I don’t always talk to Turner in a high pitched voice or what people refer to as “baby talk” a lot of times I talk to him like he is an adult. I really do not see the harm in it, especially, when studies show it boost creativity and development. But when I am in public, and forget that there are people outside for the me and Turner bubble that I tend to typically live in, I get some serious stares. Generally from people who either do not have kids, have forgotten what it is like to have kids, or are just mean people.
I really don’t think having a conversation with my son warrants empty and confused stares by on-lookers, but nonetheless, it does. At times, I want to look at them and be like, “can I help you?” But then I remember that I am an adult, that I was raised better than that, and that all I can do is say bless your heart.

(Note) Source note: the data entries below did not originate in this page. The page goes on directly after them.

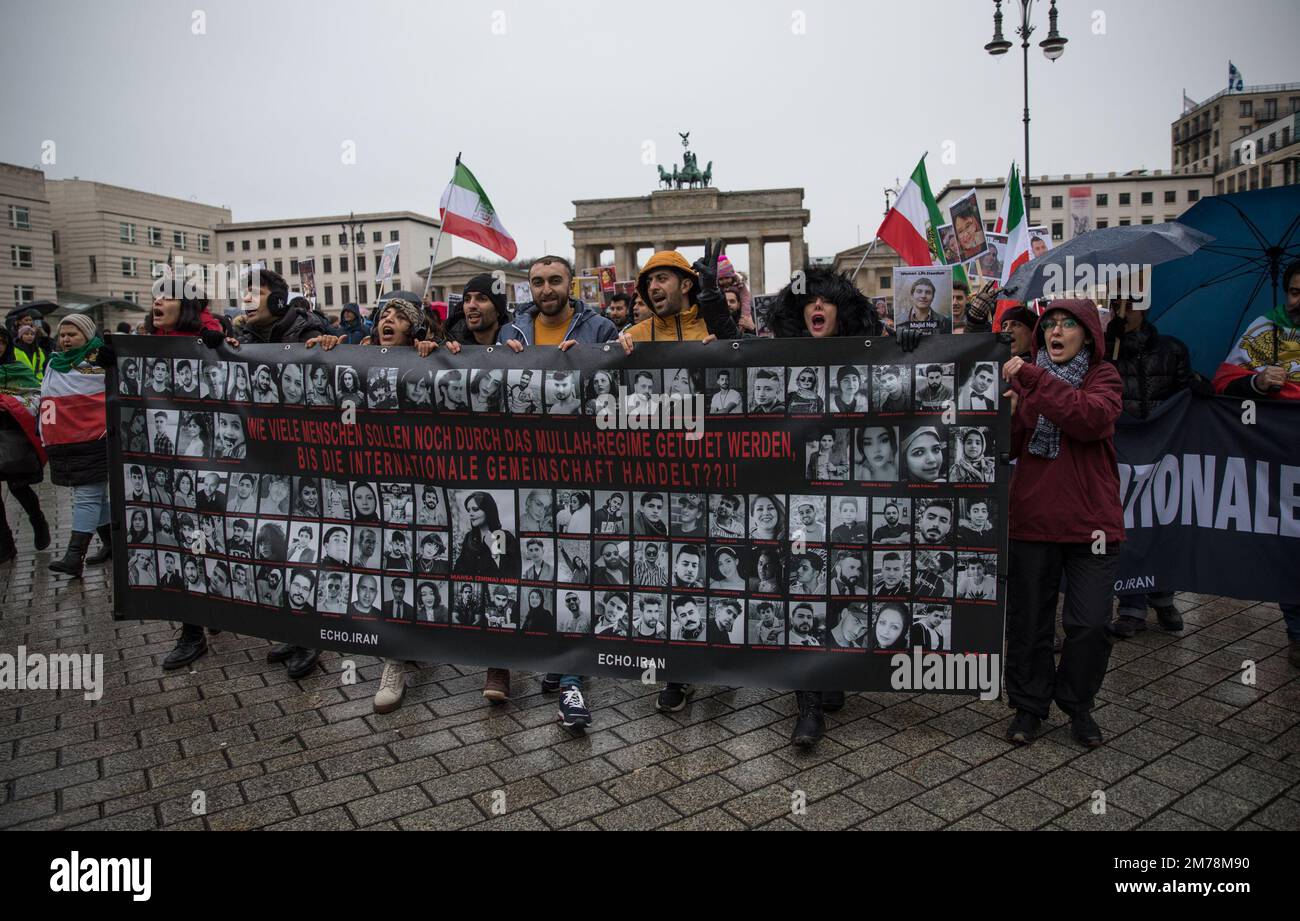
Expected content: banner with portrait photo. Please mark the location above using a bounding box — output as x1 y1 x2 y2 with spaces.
893 265 953 333
948 189 988 263
108 333 1009 691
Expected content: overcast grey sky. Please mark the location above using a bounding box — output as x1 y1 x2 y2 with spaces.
0 0 1300 287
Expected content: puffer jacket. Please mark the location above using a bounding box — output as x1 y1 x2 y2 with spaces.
1106 320 1208 419
235 307 334 345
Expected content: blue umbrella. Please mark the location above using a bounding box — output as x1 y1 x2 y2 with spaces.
1151 186 1300 377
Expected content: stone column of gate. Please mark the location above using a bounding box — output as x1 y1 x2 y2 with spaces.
790 233 809 274
614 243 637 281
749 237 767 294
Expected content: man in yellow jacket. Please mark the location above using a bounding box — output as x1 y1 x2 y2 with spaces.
619 241 741 353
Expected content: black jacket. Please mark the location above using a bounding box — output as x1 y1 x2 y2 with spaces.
235 307 334 345
1106 320 1209 419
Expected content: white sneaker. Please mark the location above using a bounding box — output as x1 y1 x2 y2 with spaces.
374 658 406 713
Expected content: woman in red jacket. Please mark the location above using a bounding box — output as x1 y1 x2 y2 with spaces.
1002 300 1125 748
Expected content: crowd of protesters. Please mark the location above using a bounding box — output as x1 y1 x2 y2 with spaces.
0 245 1300 747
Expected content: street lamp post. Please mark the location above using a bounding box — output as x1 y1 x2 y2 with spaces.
984 0 1070 226
339 211 365 304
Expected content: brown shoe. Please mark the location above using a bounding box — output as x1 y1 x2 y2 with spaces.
484 669 510 704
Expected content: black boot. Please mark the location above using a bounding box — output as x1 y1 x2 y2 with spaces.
31 509 49 550
49 531 91 579
163 623 208 671
86 524 113 566
790 691 826 748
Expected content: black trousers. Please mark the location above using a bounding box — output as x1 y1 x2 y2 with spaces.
1006 540 1119 719
0 483 40 535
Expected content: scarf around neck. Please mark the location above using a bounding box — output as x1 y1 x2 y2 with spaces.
1030 349 1091 461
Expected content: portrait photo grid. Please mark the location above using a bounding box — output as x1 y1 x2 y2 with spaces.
120 359 1004 652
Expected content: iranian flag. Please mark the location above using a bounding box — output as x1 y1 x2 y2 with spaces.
1000 163 1030 286
876 157 945 265
438 157 519 260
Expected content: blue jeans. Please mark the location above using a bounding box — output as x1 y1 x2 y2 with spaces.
1117 592 1174 621
1278 601 1300 643
546 671 582 691
73 483 112 533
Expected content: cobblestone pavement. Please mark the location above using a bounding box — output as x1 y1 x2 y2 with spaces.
0 484 1300 831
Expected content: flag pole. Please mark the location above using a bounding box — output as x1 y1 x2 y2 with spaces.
421 152 460 302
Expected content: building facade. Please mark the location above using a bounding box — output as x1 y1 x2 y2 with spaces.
46 178 230 319
0 163 57 310
215 211 451 314
937 169 1214 243
1170 83 1300 178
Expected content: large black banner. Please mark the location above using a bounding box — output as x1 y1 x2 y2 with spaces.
108 336 1009 689
1115 393 1300 601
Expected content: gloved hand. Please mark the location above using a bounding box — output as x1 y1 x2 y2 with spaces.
92 342 117 368
690 239 727 294
894 327 924 351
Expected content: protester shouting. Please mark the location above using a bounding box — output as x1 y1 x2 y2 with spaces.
307 298 459 713
1214 260 1300 669
0 328 49 563
218 269 333 679
1002 300 1125 748
1106 298 1214 639
768 265 923 748
40 314 112 579
488 256 619 728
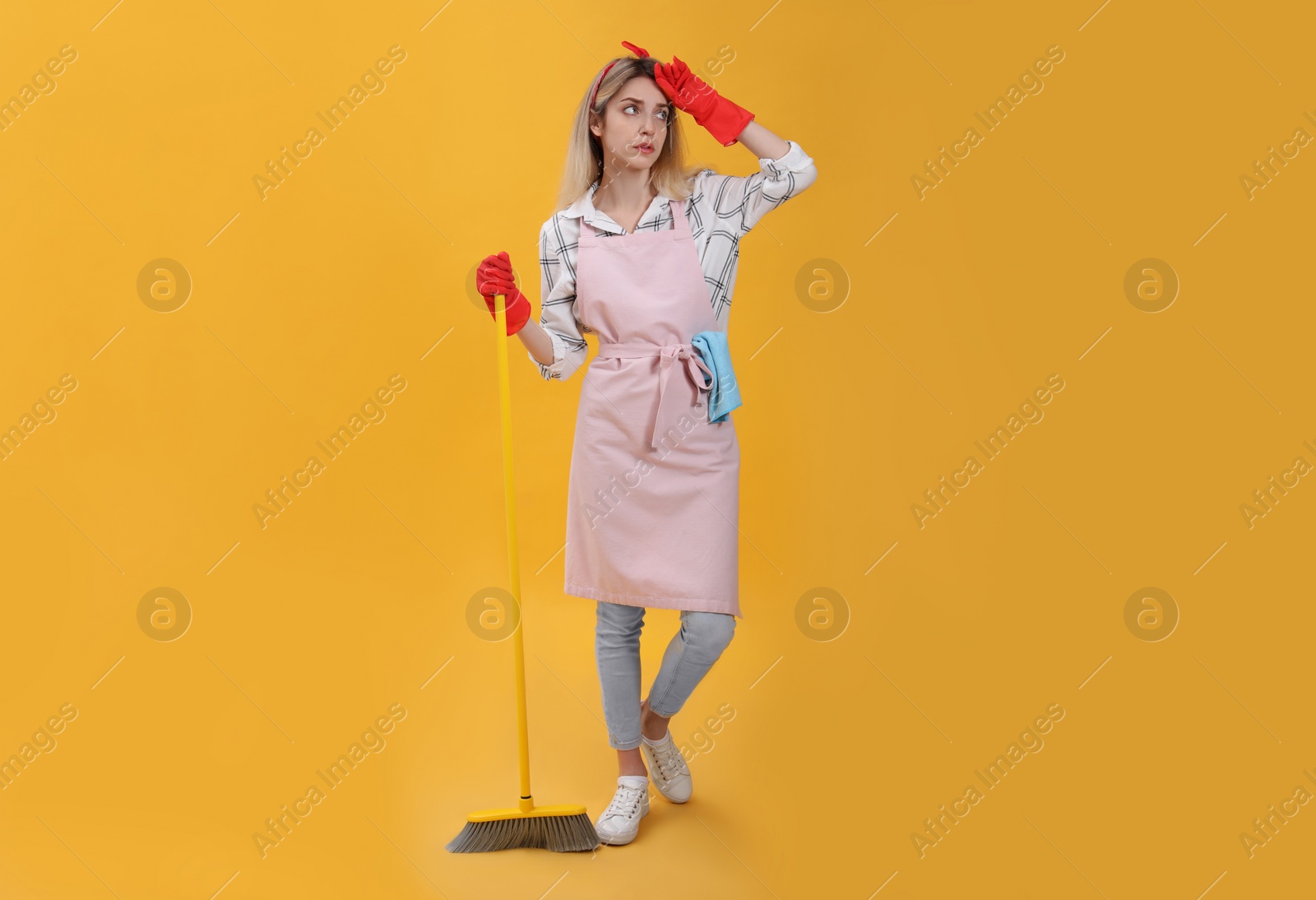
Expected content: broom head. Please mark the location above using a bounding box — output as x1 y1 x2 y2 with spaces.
447 804 600 852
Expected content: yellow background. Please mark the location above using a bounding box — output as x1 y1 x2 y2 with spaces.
0 0 1316 900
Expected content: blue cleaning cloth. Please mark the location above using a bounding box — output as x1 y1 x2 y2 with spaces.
689 332 741 422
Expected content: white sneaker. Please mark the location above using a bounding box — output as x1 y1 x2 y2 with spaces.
594 775 649 845
640 729 693 803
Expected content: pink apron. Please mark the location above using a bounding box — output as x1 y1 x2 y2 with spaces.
564 200 741 616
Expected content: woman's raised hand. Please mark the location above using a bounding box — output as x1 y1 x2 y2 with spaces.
475 250 531 336
654 57 754 147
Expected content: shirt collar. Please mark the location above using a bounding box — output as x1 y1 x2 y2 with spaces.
558 182 669 234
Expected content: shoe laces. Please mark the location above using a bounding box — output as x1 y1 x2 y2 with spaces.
603 784 649 819
649 733 680 779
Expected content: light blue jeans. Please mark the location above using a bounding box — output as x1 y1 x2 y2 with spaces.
595 600 735 750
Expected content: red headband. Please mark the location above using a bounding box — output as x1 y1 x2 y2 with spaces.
590 41 649 109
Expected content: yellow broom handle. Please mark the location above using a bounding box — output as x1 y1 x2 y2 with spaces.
494 294 535 812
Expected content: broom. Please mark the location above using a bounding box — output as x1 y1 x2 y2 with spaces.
447 294 600 852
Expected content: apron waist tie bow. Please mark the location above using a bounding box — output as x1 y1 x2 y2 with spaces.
599 342 713 448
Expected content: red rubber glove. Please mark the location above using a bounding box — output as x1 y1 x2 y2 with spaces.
654 57 754 147
475 250 531 336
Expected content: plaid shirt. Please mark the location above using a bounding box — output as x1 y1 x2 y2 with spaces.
526 141 818 380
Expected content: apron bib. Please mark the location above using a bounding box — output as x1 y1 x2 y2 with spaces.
564 200 741 616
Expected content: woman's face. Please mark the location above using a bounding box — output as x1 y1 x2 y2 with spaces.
590 75 673 169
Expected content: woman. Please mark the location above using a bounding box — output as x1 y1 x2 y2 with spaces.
476 41 818 845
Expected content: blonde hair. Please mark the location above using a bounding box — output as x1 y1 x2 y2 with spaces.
557 57 702 211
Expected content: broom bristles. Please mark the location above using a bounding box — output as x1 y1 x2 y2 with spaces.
447 813 600 852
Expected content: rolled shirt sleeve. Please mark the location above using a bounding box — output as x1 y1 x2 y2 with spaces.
526 219 588 380
704 140 818 237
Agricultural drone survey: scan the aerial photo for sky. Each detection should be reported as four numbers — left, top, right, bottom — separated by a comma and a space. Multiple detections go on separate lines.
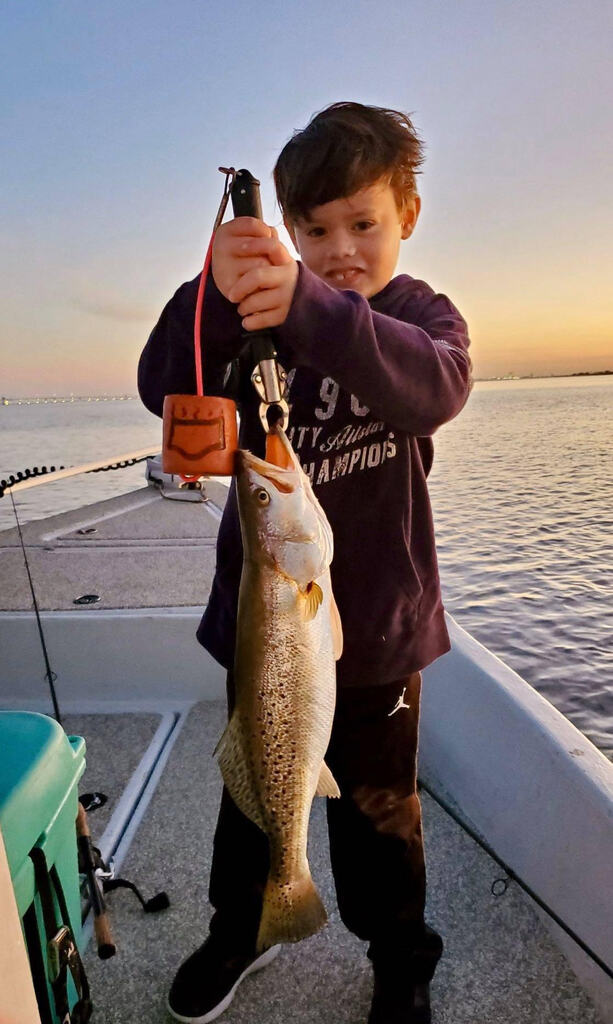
0, 0, 613, 396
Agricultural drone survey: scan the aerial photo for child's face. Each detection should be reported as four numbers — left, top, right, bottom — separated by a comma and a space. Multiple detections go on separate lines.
286, 181, 420, 299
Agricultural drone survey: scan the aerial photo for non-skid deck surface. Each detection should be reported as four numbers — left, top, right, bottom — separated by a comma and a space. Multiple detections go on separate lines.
0, 480, 227, 611
81, 702, 606, 1024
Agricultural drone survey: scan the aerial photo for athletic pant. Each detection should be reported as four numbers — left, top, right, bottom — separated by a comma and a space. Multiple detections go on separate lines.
209, 672, 443, 981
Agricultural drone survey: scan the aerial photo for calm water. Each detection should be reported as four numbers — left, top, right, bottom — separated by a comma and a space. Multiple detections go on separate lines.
0, 377, 613, 756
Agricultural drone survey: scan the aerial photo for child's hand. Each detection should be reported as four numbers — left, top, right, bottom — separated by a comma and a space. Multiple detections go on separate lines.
213, 217, 298, 331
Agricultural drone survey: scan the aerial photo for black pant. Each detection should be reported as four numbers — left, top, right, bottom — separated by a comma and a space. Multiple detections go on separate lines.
209, 672, 442, 981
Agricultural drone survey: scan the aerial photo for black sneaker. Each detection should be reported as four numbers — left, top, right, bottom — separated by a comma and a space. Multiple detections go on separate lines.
168, 936, 280, 1024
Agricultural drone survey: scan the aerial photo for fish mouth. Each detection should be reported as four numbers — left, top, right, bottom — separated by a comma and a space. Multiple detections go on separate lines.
236, 427, 302, 494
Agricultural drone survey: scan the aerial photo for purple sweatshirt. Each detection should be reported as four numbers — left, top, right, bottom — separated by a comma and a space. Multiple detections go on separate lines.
138, 263, 471, 686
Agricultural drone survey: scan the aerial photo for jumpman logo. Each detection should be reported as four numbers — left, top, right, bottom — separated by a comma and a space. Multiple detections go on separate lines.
388, 686, 410, 718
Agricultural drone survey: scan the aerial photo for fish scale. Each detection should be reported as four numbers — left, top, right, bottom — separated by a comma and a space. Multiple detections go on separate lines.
217, 430, 342, 950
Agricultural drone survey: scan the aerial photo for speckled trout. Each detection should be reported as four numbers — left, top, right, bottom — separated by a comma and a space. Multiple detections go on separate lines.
216, 430, 343, 951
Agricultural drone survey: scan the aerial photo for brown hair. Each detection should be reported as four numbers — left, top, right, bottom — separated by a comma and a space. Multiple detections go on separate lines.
273, 102, 424, 220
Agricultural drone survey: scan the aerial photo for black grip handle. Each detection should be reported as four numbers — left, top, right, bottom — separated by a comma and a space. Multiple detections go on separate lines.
230, 168, 262, 220
230, 167, 276, 365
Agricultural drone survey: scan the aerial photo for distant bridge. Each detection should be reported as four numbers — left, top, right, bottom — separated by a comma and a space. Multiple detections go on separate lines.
0, 394, 136, 406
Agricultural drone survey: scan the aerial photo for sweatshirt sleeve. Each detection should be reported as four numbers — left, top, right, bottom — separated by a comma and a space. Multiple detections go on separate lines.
278, 263, 472, 436
138, 274, 243, 416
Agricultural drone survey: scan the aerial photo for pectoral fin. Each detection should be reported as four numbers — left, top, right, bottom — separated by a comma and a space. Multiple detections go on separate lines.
315, 761, 341, 797
303, 581, 323, 623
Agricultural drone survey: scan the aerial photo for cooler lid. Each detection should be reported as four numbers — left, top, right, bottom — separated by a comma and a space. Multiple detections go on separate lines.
0, 711, 85, 874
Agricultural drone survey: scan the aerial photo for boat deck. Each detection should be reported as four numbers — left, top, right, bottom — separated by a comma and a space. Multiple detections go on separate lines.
0, 481, 607, 1024
73, 700, 606, 1024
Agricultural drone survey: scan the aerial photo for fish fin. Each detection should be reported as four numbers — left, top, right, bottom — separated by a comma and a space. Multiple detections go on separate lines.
256, 864, 327, 952
302, 580, 323, 623
330, 592, 343, 662
315, 761, 341, 797
214, 714, 266, 831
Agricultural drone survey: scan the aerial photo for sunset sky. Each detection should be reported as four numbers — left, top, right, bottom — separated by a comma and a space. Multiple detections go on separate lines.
0, 0, 613, 395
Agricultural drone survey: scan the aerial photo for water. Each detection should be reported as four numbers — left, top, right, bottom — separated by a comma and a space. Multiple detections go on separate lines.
0, 377, 613, 756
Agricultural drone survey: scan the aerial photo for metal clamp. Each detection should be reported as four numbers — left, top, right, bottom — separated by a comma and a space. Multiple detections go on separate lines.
251, 358, 290, 433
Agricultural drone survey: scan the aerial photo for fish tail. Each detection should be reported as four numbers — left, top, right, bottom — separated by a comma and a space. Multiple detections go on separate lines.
256, 865, 327, 952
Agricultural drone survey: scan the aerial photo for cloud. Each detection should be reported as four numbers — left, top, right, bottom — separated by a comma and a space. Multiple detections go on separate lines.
70, 296, 156, 324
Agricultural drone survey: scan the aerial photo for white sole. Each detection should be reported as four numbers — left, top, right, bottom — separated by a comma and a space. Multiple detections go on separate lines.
166, 945, 281, 1024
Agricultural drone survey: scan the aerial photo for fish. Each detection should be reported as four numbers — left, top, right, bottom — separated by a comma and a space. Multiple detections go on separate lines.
215, 427, 343, 952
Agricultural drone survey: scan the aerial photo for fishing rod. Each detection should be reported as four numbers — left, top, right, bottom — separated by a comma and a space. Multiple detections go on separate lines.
7, 479, 170, 959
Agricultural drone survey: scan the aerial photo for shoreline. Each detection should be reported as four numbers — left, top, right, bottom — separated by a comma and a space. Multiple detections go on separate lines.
0, 370, 613, 407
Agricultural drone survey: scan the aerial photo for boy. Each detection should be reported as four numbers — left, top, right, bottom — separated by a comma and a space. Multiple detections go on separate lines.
139, 102, 471, 1024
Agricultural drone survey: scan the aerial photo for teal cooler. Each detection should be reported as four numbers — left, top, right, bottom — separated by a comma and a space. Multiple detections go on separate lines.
0, 711, 85, 1024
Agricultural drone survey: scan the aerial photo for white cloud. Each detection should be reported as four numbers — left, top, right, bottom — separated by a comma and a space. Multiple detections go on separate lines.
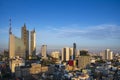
45, 25, 120, 39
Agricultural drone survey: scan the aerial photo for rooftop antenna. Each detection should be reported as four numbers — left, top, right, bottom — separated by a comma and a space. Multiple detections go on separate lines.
9, 19, 12, 34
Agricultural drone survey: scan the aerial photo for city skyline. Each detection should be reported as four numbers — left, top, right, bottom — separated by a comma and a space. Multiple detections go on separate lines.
0, 0, 120, 49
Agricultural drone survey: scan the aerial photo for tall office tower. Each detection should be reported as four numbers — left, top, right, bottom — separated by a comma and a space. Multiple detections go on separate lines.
41, 45, 47, 58
78, 56, 90, 69
9, 27, 25, 59
31, 29, 36, 56
73, 43, 76, 60
70, 48, 73, 60
51, 51, 60, 59
21, 24, 29, 59
104, 49, 113, 60
62, 47, 70, 61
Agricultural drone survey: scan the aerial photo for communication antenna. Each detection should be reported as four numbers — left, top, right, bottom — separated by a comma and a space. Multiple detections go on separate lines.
9, 18, 12, 34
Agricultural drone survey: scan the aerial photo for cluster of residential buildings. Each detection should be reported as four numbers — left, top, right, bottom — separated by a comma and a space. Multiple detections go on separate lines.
0, 24, 120, 80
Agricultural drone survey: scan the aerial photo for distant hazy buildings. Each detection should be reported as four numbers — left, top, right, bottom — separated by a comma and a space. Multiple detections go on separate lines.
9, 57, 25, 73
41, 45, 47, 58
21, 24, 29, 59
30, 29, 36, 56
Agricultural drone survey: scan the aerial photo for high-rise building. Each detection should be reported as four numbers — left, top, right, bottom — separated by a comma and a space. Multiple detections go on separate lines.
9, 28, 25, 59
51, 51, 60, 59
73, 43, 76, 60
104, 49, 113, 60
31, 29, 36, 56
70, 48, 73, 60
62, 47, 70, 61
78, 56, 90, 69
21, 24, 29, 59
41, 45, 47, 58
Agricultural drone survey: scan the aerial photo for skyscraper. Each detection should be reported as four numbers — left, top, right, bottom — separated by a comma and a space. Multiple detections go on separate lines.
21, 24, 29, 59
70, 48, 73, 60
104, 49, 113, 60
41, 45, 47, 58
9, 27, 25, 59
73, 43, 76, 60
62, 47, 70, 61
31, 29, 36, 56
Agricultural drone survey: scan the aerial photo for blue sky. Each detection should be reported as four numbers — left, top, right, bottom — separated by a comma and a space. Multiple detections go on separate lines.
0, 0, 120, 49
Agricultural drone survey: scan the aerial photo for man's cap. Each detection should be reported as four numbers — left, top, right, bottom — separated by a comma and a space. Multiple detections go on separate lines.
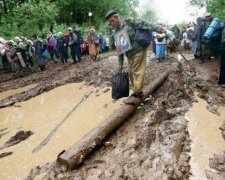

I didn’t read to Turner when he was in the womb as much as I should have, but I blame that on the fact that I work for a newspaper so I read and write for a living, so it is a little exhausting. I also probably don’t read to him now as much as most advanced baby scientists would say I should, but I think I do a pretty fair job of bridging that gap through constant dialogue.
He may not be able to understand it now, but I am confident that each word and each sound gets a little wheel going in his head and is working for the better. I just hope that is actually learns to talk a lot sooner than I did.
I was a solid five-years-old and the only person who could understand me was my momma. My aunts and other family members would often just have to send me to my mom to translate whatever I wanted. Thankfully, my awesome sister Ruby, you know, the one that does an awesome job of scanning my blog just for her name, posted a video of me when I was a kid so you can see first hand how challenged I was at the art of speaking (http://www.youtube.com/watch?v=UzwwtuoQhWE).
I don’t know why I was such a late developer when it came to talking, and even since, I have a horrendous speech impediment. I cannot say my “R” words to save my life and have basically eradicated any “R” words from my daily verbal vocabulary to avoid the embarrassment of tripping up and sounding silly. When I was a kid my speech therapist, which I had to see from Kindergarten until 8th grades ( they didn’t offer it in high school or else I am sure I would have been there) would make me say “The Red Rooster Ran down the Road.” Which for me came out more like, “The Wed Wooster Wan down the Woad.” I would also have to say, “Ruby, can I borrow the computer.” Which sounded like, “Wuby, can I bowwow the computew.” Hopefully, I won’t pass that on… I really really hope.